Top Customer Reviews

By Conrad J. Obregon VINE VOICE on December 1, 2010
Format: Paperback Verified Purchase
There are a few books about photography that are so fundamental that every serious photographer should read them. These include books that discuss the underlying assumptions of photography that many photographers just take for granted. "The Nature of Photographs: a Primer" by Stephen Shore is such a book.

The book is deceptively simple. Shore sets out to describe "the physical and formal attributes of a photographic print" (although, it seemed to me, the work applied equally to an image on a monitor) "that form the tools a photographer uses to define and interpret...content." For example he suggests that at the depictive level there are four separate ways the camera transforms the world into a photograph: flatness, frame, time and focus. Each of the discussion points is supported by great images from photographic history, taken by photographers as diverse as Timothy O'Sullivan and Paul Caponigro.

The text is short, capable of being read in less than an hour. However a useful reading requires a lingering over the photographs presented.

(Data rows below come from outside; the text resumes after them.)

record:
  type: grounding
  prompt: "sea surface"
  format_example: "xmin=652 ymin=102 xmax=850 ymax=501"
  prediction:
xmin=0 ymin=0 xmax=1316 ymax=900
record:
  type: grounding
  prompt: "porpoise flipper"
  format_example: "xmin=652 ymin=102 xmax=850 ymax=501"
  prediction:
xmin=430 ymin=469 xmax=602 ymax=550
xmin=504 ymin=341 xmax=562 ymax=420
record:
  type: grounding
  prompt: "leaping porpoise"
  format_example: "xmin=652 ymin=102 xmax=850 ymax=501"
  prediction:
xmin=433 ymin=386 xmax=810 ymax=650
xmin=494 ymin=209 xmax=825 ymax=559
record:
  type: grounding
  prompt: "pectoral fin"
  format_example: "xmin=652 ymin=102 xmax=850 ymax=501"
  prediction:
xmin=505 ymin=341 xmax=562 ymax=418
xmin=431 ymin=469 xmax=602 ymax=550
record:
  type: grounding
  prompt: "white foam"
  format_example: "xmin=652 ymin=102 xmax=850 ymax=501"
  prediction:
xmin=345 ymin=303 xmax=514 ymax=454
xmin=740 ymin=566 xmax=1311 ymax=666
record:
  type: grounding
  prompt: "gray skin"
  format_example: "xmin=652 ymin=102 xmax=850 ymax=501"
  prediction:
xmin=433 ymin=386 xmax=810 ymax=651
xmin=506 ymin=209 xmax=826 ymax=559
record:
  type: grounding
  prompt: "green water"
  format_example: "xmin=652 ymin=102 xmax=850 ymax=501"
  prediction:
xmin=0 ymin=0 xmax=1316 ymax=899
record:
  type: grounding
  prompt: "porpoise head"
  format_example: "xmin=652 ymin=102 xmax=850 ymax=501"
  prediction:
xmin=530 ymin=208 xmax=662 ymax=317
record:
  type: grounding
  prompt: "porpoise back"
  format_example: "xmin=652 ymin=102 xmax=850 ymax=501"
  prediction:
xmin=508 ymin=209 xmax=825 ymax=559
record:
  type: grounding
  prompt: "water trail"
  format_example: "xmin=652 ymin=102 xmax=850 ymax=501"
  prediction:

For example, in commenting upon a picture of a clear-cut hillside, Shore says that photographer Robert Adams could frame a picture so that a railroad track appearing in a corner could enhance the meaning of the image. When I first glanced at the picture, I looked for an obvious railroad right-of-way, but closer examination showed a single railroad track just appearing in the bottom corner. One might have thought it was unavoidably included, a mere accident. But realizing that Adams was not so casual gave a whole new level of meaning to the photograph.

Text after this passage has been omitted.